The IDPs in Abuja, therefore, appealed to President Buhari and his wife, as father and mother of the nation, not to stigmatise them. 

According to the camp coordinator, the impression the Jonathan administration gave Nigerians that there were no IDPs in Abuja, which the Buhari government also adopted, was not the best.

He explained that they have forgiven Buhari for neglecting them all these while “because he has tried to win the war. But we are not happy at all that the Federal Emergency Management Agency, meant to handle emergency in the FCT, is not doing anything for us.” 

Soothing words

Deputy Representative, UNHCR in Nigeria, Brigitte Eno, who witnessed the donation of relief materials to IDPs at the Durumi camp by the Ghana High Commission as part of activities marking the country’s 60th Independence anniversary recently, explained that the agency had not done much for IDP camps within the FCT because of government’s policy of not recognising such camps.

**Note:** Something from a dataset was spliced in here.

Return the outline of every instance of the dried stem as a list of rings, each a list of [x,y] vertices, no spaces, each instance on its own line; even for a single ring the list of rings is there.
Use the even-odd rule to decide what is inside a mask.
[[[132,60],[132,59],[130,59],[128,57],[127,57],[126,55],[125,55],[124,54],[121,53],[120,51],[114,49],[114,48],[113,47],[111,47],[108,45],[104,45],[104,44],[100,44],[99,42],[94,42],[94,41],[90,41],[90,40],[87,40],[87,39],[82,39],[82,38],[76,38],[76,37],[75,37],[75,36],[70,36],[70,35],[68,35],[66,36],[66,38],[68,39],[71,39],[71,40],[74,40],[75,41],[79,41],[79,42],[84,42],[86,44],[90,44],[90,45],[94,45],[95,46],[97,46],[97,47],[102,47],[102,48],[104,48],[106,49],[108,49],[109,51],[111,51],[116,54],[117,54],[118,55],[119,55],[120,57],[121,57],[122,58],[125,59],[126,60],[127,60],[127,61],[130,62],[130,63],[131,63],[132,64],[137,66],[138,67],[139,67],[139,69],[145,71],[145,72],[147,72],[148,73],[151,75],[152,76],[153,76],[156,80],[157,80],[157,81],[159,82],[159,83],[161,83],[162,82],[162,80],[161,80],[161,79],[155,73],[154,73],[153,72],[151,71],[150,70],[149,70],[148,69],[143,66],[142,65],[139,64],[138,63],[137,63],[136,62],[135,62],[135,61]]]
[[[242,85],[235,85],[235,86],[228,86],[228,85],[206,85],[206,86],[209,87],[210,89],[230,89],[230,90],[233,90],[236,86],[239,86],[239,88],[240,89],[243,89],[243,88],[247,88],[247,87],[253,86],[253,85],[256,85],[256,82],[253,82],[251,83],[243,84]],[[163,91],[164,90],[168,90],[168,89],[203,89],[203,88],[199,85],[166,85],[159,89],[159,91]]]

She, however, noted that the inmates also deserved equal attention as their counterparts in the North-East: “You did not see much of us here because of the government policy that they didn’t want any camp around Abuja and any attention to the camps around Abuja will lead to some issues with the government. But we have to accept that people are here and they are equally displaced like those in the North-East. So, there is need for attention, need for solution, just like those in the North-East.” 

Similarly, Director of Refugees, National Commission for Refugees, Amina Ibrahim, assured the IDPs that the commission was aware of their plight and would soon visit them.